Direct synthesis of La9.33Si6O26 ultrafine powder via sol–gel self-combustion method

Single phase La9.33Si6O26 ultrafine powder, as a kind of highly activated precursor to prepare medium-to-low temperature electrolyte for solid oxide fuel cells (SOFCs), has been successfully synthesized via a non-aqueous sol–gel and self-combustion approach from the starting materials: lanthanum nitrate (La(NO3)3·6H2O), citric acid, ethylene glycol (EG), tetraethyl orthosilicate (TEOS) and ammonium nitrate.

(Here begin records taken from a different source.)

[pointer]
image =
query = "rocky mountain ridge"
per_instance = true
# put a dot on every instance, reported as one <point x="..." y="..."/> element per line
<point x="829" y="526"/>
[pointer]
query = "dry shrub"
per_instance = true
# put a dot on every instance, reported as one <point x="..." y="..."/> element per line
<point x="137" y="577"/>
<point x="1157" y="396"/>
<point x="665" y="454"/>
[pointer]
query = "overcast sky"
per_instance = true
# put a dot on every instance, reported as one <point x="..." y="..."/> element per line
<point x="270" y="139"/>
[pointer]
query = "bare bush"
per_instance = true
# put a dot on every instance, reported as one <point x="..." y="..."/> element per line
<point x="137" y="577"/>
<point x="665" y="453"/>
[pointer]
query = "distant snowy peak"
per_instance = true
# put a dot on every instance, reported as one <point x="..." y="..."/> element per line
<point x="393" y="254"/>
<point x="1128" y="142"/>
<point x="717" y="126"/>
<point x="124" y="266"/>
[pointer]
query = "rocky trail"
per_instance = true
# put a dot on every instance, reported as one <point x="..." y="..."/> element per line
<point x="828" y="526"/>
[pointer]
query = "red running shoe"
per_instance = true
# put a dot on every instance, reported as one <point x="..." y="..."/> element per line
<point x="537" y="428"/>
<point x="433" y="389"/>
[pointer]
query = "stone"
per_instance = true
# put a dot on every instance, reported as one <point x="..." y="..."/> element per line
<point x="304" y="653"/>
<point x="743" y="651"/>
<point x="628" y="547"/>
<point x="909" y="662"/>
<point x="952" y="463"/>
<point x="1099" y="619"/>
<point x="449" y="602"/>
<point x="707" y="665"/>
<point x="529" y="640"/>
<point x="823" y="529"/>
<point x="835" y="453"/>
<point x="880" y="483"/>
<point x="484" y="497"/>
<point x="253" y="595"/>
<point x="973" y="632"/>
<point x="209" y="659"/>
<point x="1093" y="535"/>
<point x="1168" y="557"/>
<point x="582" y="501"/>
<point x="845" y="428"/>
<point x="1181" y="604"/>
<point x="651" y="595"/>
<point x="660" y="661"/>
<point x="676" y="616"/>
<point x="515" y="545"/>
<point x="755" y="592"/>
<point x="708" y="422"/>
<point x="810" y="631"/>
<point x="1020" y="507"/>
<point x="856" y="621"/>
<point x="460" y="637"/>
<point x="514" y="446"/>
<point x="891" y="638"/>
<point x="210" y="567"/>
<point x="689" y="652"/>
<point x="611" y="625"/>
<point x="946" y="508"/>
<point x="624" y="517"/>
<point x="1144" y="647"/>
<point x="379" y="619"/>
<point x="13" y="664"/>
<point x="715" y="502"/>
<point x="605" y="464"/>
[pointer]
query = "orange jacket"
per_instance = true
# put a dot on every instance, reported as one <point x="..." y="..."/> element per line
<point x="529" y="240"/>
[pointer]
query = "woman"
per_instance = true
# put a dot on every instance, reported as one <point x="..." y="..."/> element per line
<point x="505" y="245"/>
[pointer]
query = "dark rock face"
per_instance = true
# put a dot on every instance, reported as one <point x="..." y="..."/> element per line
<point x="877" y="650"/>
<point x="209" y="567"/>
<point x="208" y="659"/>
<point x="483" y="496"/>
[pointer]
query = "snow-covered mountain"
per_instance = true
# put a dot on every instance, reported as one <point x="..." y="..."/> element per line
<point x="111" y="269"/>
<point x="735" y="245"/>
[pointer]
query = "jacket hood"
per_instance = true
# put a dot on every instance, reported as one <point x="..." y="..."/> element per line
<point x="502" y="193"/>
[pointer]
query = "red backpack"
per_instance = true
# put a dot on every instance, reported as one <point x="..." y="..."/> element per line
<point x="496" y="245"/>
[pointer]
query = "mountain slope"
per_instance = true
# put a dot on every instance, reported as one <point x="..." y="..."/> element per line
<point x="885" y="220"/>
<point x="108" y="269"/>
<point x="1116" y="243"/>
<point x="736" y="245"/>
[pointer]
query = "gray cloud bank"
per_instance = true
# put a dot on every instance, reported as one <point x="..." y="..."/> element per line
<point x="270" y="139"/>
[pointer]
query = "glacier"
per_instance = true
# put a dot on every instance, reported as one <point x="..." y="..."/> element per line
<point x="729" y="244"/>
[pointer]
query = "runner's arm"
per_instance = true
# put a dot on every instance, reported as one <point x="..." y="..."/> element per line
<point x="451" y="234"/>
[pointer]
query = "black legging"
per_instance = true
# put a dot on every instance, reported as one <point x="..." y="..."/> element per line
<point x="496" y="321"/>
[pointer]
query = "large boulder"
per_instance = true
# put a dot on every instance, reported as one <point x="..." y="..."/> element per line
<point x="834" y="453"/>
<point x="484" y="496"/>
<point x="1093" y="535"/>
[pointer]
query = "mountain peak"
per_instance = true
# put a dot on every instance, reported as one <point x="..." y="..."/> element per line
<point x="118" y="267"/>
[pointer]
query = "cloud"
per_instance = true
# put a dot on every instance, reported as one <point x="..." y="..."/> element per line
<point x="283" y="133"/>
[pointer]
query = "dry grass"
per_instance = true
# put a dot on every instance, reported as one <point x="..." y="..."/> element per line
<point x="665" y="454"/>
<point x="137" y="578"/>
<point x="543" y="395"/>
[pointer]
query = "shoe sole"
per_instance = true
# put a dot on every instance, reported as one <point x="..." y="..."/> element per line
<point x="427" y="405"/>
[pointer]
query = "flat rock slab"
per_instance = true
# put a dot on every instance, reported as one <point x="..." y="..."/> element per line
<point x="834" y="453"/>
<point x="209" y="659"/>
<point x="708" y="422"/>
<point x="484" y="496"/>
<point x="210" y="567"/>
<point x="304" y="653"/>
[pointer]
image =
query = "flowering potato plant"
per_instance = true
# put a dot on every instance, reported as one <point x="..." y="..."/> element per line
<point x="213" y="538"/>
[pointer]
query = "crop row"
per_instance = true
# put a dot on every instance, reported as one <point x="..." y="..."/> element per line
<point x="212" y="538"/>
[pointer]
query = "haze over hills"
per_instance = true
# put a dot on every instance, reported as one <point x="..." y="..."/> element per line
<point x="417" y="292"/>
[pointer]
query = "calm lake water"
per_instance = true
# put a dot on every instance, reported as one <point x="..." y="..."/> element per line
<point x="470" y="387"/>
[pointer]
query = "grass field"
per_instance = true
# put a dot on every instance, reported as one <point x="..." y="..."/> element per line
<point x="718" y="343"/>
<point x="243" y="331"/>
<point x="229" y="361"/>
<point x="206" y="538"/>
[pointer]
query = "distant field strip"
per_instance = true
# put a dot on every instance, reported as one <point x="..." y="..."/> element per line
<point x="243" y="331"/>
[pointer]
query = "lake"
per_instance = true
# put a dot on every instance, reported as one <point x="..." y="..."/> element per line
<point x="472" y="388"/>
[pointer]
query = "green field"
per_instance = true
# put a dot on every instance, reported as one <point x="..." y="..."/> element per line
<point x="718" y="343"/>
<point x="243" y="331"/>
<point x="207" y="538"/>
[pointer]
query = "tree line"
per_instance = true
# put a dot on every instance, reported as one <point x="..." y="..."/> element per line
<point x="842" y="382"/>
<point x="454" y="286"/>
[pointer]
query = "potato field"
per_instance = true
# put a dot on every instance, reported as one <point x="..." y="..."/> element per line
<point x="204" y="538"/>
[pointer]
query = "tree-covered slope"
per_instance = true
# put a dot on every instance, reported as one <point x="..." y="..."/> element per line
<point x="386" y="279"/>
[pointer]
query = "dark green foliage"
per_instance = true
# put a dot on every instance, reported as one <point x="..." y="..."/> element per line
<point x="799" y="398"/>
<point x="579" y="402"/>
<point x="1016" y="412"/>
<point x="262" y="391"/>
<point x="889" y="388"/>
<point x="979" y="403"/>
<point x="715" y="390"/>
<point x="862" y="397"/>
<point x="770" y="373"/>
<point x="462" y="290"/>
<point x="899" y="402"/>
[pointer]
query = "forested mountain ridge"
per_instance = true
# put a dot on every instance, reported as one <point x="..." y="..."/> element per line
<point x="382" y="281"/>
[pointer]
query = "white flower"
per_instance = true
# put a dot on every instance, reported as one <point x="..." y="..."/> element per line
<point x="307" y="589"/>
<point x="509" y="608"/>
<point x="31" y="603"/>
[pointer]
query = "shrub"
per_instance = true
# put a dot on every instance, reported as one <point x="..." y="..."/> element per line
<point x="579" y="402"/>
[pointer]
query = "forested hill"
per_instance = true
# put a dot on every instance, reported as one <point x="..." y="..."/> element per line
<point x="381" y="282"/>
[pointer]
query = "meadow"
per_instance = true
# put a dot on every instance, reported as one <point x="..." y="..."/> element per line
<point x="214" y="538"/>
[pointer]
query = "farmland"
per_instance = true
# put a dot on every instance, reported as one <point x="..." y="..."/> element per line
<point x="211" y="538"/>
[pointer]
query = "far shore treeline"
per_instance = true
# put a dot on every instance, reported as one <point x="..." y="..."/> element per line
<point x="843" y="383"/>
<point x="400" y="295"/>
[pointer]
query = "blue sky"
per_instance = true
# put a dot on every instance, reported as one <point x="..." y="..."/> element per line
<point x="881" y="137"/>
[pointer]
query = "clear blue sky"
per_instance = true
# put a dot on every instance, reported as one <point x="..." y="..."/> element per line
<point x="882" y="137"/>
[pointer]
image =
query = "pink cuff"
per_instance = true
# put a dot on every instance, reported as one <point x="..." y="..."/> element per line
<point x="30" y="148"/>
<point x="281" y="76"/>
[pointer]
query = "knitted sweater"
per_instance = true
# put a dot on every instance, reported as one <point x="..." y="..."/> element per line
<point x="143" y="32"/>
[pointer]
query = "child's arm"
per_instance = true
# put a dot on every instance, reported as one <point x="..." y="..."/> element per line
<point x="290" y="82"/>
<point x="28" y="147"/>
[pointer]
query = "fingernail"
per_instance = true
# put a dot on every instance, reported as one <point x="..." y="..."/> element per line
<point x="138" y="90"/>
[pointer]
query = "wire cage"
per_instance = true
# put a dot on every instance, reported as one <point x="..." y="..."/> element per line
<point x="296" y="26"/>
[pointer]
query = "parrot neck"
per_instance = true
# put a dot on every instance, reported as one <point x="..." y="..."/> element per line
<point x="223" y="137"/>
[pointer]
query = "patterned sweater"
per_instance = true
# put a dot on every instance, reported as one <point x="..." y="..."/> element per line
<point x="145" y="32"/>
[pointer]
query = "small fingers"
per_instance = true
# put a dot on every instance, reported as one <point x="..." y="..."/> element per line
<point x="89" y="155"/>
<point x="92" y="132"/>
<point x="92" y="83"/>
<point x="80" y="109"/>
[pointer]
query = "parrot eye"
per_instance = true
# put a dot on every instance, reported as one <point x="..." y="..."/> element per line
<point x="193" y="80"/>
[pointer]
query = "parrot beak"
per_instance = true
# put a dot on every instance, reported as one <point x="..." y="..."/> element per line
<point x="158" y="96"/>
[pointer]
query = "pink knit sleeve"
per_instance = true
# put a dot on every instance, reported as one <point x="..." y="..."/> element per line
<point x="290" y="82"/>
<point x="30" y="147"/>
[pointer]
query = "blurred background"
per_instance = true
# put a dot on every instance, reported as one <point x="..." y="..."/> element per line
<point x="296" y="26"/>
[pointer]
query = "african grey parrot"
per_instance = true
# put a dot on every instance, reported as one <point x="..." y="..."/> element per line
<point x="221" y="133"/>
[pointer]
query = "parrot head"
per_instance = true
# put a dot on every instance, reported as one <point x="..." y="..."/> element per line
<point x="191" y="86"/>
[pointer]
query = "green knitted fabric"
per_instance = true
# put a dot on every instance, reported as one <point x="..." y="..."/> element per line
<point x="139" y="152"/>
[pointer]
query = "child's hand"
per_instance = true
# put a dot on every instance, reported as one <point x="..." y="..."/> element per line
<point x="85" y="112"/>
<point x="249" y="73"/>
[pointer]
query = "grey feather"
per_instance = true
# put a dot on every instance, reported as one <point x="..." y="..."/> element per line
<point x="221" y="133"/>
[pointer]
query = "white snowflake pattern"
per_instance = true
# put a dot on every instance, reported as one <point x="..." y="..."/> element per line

The details of gel's self-combustion were investigated by DTA–TG and the structural characterization of as-synthesized powder from self-combustion was performed by XRD and SEM. The results show that La9.33Si6O26 single phase of apatite-type crystal structure can be directly synthesized by sol–gel self-combustion method without further calcinations on the condition that the molar ratio (R) of NO3− to citric acid and ethylene glycol being 6:1. Such powders composed of well-dispersed particles with an average size of 200 nm and a specific surface area of 5.54 m2/g. It can be sintered to 90% of its theoretical density at 1500 °C for 10 h, about 200 °C lower than the sintering temperature for the powder derived from traditional solid reactions. The sintered material has a thermal expansion coefficient of 9.2 × 10−6 K−1 between room temperature and 800 °C.